They’re dismantling the labour courts and the industrial tribunals. How much more anti-labour can the Modi government be? Then they are putting restrictions on trade unions – how trade unions can be formed, who will be its members, who can be its officer bearers. As if trade unions are the biggest enemies of society. But that’s the feeling – many judges have this feeling also – that trade unions are the enemies of society. And I’ve heard very hostile anti-trade union views, anti-labour views being articulated by judges. So what can we say? The Modi government is out to crush the labour movement.

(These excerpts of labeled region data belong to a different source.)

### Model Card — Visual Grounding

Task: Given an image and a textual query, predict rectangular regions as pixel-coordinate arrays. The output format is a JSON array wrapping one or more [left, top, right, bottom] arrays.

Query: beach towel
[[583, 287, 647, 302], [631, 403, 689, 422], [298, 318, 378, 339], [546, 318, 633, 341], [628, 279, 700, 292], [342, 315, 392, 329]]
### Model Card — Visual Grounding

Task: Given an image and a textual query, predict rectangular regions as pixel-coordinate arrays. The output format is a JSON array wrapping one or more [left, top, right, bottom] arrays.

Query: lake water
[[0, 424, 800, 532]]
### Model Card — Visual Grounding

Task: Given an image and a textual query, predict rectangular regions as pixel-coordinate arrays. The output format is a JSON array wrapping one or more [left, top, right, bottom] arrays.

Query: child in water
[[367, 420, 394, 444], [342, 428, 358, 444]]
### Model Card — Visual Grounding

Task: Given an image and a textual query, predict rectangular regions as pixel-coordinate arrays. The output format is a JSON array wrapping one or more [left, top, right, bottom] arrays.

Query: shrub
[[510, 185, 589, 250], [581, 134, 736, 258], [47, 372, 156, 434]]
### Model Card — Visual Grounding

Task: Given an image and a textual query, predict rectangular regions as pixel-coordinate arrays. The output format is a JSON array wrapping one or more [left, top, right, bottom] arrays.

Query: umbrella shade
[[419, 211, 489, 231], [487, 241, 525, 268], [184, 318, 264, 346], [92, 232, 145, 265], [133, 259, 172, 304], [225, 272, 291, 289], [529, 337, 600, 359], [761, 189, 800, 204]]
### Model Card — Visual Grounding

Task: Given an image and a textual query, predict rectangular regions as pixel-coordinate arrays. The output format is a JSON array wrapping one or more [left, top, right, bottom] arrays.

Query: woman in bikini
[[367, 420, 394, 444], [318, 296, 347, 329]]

All that I can say is all these things teach labour a very good lesson, which is – that the legislature can’t be trusted, the courts probably can’t be trusted, and what Datta Samant said – which is to get into the streets and start social movements and agitations and uprisings – that may be the correct way forward. But that’s not what any democracy wants. Democracy wants the labour system to be strengthened, law to be strengthened, judges to act as independent persons adjudicating.

Government wants to turn the labourers into terrorists. And it has happened; in different parts of the country, they are burning down factories, and killing people. Why does it happen? Because labourers realize that they don’t have access to courts. The Labour Commisioner’s Offices across the country are cesspools of corruption. These Labour Commissioners make so much of money.

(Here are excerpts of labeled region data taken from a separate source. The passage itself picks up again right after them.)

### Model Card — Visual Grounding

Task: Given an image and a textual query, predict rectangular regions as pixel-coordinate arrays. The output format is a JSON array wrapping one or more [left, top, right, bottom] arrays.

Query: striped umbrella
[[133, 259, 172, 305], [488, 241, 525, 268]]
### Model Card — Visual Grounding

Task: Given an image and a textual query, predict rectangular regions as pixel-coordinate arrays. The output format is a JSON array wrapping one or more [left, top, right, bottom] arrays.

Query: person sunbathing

Why do you think India has not ratified the UN Convention on Torture after signing it?

Well, the answer is simple I think. The Convention on Torture will expose India to International scrutiny as to it standards, practices and so on. India is a country where torture is endemic, probably where the highest levels of torture take place in any democracy. So, they don’t care. You write about it in the newspapers, you file cases, the Indian government doesn’t care. But if it comes up abroad that this great perceived bastion of democracy is not genuine, then they don’t want the world to know.

And once you join the UN Convention then you have periodic meetings, periodic reviews. When you make your law – which they say they want to make – together with other countries, they will scold you and say take away this provision, put in this provision. Now, India doesn’t like globalization, really. India likes commercial globalization, it doesn’t like globalization of human rights. So, they have opposed it tooth and nail and we are in the company of China, Saudi Arabia, etc.

You had appeared as Amicus in a related petition filed by Ashwani Kumar in the Supreme Court.

See, Ashwani Kumar’s petition was a good petition, he argued very well in the Supreme Court and all that, but he’s still under the wrong understanding that in order to ratify a Convention you must make a law. The United Nations has a hundred times clarified that it is not a precondition to ratification. In fact, once you ratify it, then the making of your law becomes easier, because there is a global process and you get inputs from other countries.

In 2012, India wanted to come on to the Human Rights Council of United Nations. Now you may find it difficult to come on to that Council if you don’t ratify the Torture Convention. So, India made a solemn pledge to ratify it. India does to the UN what India does to its own people, namely, give them assurances and never implement it.

o o o

[ Part II]

At least 30-40% of senior gowns should go to lawyers who work for the people, Colin Gonsalves [Part II]

In Part II of our interview with Senior Advocate Colin Gonsalves, he talks about human rights cases in the Supreme Court, his most memorable case, what keeps him going, and more.

There are a number of draconian laws that exist on our statue books, including the AFSPA and CSPSA in Chhattisgarh. Do you see these being repealed in the future?

The repeal of these laws is impossible, in fact, more laws like these will come in. And why more laws come in is because the Supreme Court made fatal mistakes in its judgment on AFSPA, which is the Naga People’s Movement for Human Rights case. The Supreme Court takes the approach that when we are looking at a law, we will only look at the letter of the law. As was the case in the judgments upholding TADA and POTA. If I were to take TADA and POTA and give it to an American lawyer, a European lawyer, and ask if its stands Constitutional scrutiny, they would tear into them.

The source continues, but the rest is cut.